Michael Jeismann ist Historiker und Journalist. Er studierte insbesondere bei Reinhart Koselleck, bei dem er 1991 über den Zusammenhang zwischen der Idee des modernen Nationalstaats und der Entstehung radikaler Feindschaft im deutsch-französischen Vergleich promovierte. Anschließend ging er als Redakteur ins Feuilleton der Frankfurter Allgemeinen Zeitung, wo er intensiv über die Auseinandersetzungen des wiedervereinigten Deutschlands um das Gedenken an den Holocaust und die Gegenwart der Bundesrepublik schrieb. Im Jahr 2002 habilitierte er sich an der Universität Basel im Fach Geschichte. Bevor er die Zeitung verließ, um als Leiter der Kommunikationsabteilung des Goethe-Instituts 2008 zu arbeiten und dabei eine Behörde von innen kennenzulernen, gab ihm ein Stipendium von Berthold Beitz und der Krupp-Stiftung die Freiheit, eine Weltgeschichte interkultureller Paare zu beginnen. Von 2012 bis 2017 leitete er das Goethe-Institut im Senegal. Heute ist er freischaffend.
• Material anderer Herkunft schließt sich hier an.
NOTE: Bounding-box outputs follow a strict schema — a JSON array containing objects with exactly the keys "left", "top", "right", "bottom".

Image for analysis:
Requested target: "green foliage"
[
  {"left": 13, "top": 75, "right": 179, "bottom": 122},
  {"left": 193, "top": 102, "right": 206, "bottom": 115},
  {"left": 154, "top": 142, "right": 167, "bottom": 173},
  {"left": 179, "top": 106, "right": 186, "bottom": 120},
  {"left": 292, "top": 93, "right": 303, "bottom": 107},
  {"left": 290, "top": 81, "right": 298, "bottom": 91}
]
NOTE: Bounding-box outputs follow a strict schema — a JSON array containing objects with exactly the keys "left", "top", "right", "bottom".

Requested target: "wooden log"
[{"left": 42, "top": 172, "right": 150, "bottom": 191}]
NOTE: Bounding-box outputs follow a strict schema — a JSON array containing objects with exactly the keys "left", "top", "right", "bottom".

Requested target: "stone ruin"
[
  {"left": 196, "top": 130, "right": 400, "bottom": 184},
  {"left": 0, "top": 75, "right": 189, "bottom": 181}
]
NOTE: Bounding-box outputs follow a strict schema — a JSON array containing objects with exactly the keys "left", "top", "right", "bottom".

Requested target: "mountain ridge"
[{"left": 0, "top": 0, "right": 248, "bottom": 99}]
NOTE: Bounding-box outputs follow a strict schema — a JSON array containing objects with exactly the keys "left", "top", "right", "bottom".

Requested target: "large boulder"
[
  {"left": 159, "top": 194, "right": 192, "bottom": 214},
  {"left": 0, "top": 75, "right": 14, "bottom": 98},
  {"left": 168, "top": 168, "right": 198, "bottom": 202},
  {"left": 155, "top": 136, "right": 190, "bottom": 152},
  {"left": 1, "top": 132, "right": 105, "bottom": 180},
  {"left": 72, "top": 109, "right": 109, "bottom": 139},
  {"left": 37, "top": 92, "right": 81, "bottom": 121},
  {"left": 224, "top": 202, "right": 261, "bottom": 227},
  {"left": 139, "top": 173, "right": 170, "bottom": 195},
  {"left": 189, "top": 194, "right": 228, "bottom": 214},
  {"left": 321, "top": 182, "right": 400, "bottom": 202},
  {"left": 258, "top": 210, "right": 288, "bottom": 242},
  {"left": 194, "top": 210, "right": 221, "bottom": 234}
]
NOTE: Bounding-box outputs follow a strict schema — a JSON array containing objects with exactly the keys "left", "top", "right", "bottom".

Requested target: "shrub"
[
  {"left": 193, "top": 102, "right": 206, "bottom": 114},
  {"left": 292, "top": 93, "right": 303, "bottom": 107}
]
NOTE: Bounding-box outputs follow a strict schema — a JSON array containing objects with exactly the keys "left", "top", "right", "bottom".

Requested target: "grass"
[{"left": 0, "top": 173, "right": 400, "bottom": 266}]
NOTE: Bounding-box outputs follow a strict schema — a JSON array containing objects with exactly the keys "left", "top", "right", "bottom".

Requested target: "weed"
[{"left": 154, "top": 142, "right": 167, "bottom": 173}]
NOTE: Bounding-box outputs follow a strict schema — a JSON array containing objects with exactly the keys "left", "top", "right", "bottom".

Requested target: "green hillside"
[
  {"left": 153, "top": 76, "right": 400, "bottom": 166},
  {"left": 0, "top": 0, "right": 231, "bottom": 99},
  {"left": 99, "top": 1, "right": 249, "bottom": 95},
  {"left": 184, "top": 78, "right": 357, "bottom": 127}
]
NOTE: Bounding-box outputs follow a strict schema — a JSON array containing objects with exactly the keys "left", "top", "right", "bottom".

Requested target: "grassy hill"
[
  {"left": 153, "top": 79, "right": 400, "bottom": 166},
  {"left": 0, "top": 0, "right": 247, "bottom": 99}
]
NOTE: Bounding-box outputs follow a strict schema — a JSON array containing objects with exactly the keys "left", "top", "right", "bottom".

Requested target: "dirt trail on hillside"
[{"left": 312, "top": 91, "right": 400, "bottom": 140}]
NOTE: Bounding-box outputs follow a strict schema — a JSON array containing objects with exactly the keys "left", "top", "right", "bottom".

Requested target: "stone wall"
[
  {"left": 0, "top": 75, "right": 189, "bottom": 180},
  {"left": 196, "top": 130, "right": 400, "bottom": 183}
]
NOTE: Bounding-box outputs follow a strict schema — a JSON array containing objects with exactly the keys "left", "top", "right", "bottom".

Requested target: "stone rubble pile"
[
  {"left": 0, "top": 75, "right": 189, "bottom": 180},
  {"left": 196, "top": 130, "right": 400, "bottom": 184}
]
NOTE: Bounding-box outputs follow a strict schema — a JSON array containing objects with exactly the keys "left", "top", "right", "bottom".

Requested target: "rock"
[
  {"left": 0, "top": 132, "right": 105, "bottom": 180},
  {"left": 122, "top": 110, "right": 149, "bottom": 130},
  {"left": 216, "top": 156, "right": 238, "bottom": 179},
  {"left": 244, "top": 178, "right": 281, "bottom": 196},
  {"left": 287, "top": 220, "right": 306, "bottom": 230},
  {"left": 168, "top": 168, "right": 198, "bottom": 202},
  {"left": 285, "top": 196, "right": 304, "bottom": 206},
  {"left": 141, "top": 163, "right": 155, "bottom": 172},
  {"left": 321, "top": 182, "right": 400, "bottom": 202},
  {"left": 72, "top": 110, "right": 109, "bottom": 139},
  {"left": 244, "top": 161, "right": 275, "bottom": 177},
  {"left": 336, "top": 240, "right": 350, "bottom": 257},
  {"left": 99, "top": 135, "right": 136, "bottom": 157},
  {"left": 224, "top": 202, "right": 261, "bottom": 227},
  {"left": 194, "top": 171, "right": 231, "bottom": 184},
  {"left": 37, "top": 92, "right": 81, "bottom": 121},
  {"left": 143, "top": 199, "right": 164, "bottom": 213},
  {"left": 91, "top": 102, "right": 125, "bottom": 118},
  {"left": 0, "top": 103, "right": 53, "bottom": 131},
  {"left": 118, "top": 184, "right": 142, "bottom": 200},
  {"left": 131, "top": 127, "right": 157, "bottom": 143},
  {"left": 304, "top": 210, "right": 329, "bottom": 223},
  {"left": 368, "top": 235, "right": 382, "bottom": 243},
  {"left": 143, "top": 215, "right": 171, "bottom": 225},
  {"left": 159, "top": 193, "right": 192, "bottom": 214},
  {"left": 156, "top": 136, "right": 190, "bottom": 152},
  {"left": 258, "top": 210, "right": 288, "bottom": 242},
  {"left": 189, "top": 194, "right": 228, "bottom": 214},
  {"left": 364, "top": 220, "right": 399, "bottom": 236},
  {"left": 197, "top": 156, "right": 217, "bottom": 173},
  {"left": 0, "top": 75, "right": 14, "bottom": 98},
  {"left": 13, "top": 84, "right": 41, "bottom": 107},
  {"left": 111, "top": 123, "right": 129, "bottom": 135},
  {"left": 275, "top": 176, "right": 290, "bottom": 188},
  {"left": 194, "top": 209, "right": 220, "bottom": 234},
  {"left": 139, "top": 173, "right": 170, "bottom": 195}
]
Die Freiheit der Liebe. Paare zwischen zwei Kulturen, München 2019; Auf Wiedersehen Gestern. Die deutsche Vergangenheit und die Politik von morgen, Stuttgart, München 2001; gem. mit Reinhart Koselleck (Hg.), Der politische Totenkult. Kriegerdenkmäler in der Moderne, München 1994; Das Vaterland der Feinde. Studien zum nationalen Feindbegriff und Selbstverständnis in Deutschland und Frankreich 1792–1918,Stuttgart 1992. (Franz.: La Patrie de l’Ennemi – La notion d’ennemi national et la représentation de la nation en Allemagne et en France de 1792 à 1918, Paris 1998)
Nichts gebe so verlässlich Auskunft über die Spaltungen und Schichtungen einer Gesellschaft wie die Ehen, stellte Alexis de Tocqueville 1856 im fünften Buch seines epochalen Werks „Der alte Staat und die Revolution“ fest. Noch sechzig Jahre nach der Großen Revolution in Frankreich verhinderten die „alten“, vorrevolutionären Eliten und die „neuen“ Familien, die nach der Revolution zu Geld und Einfluss gelangt waren, zuverlässig, dass zwischen ihren Kindern Ehen geschlossen wurden. Von Perikles’ Staatsbürgerschaftsgesetz aus dem Jahr 450 v. Chr. bis heute: Wer wen heiratete und heiraten durfte, betrifft bis heute die Identität ganzer Gesellschaften. Es erzählt davon, wer dazugehören darf und wer nicht.